To find a formula for the nth term of the sequence \(50, -10, 2\), we first observe the pattern.
Let's denote the sequence as \(a_n\), where:
- \(a_1 = 50\)
- \(a_2 = -10\)
- \(a_3 = 2\)
Next, we analyze the differences between consecutive terms:
- \(a_2 - a_1 = -10 - 50 = -60\)
- \(a_3 - a_2 = 2 - (-10) = 2 + 10 = 12\)
The differences are:
- From \(50\) to \(-10\) is \(-60\)
- From \(-10\) to \(2\) is \(12\)
Now, let's look for a potential pattern or function. It appears that the numbers are alternating in behavior and magnitude. A quadratic function could potentially represent this sequence.
Let's assume the general term is of the form: \[ a_n = An^2 + Bn + C \]
Using the known values:
- For \(n = 1\): \(A(1^2) + B(1) + C = 50\) → \(A + B + C = 50\)
- For \(n = 2\): \(A(2^2) + B(2) + C = -10\) → \(4A + 2B + C = -10\)
- For \(n = 3\): \(A(3^2) + B(3) + C = 2\) → \(9A + 3B + C = 2\)
Now solving the system of equations:
- \(A + B + C = 50\) (Equation 1)
- \(4A + 2B + C = -10\) (Equation 2)
- \(9A + 3B + C = 2\) (Equation 3)
Let's subtract Equation 1 from Equation 2: \[ (4A + 2B + C) - (A + B + C) = -10 - 50 \] \[ 3A + B = -60 \quad \text{(Equation 4)} \]

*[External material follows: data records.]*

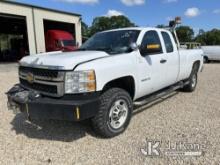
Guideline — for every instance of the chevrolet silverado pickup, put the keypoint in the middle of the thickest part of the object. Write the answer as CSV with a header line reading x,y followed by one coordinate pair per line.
x,y
105,78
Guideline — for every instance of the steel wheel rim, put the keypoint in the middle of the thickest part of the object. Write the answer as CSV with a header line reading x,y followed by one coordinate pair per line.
x,y
118,114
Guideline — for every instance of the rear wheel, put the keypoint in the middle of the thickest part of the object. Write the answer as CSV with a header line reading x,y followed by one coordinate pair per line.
x,y
193,79
114,113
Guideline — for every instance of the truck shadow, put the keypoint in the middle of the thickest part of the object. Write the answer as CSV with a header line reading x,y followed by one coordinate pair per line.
x,y
63,130
51,130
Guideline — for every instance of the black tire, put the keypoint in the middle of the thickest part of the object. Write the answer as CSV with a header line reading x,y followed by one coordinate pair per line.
x,y
101,122
193,79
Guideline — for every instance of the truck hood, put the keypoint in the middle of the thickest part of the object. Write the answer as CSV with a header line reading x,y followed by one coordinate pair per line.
x,y
61,60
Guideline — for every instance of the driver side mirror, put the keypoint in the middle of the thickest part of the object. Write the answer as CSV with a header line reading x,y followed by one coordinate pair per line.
x,y
134,46
150,49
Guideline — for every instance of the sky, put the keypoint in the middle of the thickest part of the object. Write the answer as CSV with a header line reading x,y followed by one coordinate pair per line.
x,y
199,14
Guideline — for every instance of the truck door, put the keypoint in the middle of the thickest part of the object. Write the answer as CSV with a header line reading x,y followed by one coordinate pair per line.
x,y
172,61
151,64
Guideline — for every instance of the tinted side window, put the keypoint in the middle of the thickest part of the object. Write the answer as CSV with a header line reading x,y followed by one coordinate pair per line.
x,y
151,43
168,42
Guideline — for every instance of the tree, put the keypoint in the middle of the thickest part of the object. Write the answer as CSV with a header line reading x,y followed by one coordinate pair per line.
x,y
160,26
209,38
106,23
185,33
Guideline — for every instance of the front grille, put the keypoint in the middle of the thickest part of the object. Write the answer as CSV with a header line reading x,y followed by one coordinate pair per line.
x,y
47,82
40,87
39,72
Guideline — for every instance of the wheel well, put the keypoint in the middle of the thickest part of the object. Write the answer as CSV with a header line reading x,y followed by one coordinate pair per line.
x,y
127,83
196,65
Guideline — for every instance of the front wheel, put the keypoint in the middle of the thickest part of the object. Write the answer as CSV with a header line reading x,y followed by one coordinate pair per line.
x,y
114,113
192,82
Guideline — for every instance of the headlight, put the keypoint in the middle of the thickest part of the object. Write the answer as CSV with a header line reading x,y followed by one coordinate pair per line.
x,y
80,82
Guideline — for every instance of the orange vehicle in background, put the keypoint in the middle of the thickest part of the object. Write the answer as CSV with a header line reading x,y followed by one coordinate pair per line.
x,y
58,40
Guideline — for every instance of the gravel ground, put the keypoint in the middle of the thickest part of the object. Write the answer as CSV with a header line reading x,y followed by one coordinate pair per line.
x,y
190,118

Now subtract Equation 2 from Equation 3: \[ (9A + 3B + C) - (4A + 2B + C) = 2 - (-10) \] \[ 5A + B = 12 \quad \text{(Equation 5)} \]
Now, we can eliminate \(B\) by subtracting Equation 4 from Equation 5: \[ (5A + B) - (3A + B) = 12 + 60 \] \[ 2A = 72 \implies A = 36 \]
Now substitute \(A = 36\) back into Equation 4: \[ 3(36) + B = -60 \] \[ 108 + B = -60 \implies B = -168 \]
Now substitute \(A\) and \(B\) back into Equation 1: \[ 36 - 168 + C = 50 \] \[ C = 50 + 168 - 36 = 182 \]
Now we have \(A\), \(B\), and \(C\):
- \(A = 36\)
- \(B = -168\)
- \(C = 182\)
Thus, the formula for the nth term of the sequence is: \[ a_n = 36n^2 - 168n + 182 \]
You can verify this formula with \(n=1\), \(n=2\), and \(n=3\):
- For \(n=1\): \(36(1^2) - 168(1) + 182 = 36 - 168 + 182 = 50\)
- For \(n=2\): \(36(2^2) - 168(2) + 182 = 144 - 336 + 182 = -10\)
- For \(n=3\): \(36(3^2) - 168(3) + 182 = 324 - 504 + 182 = 2\)
Thus, the nth term of the sequence is \(a_n = 36n^2 - 168n + 182\).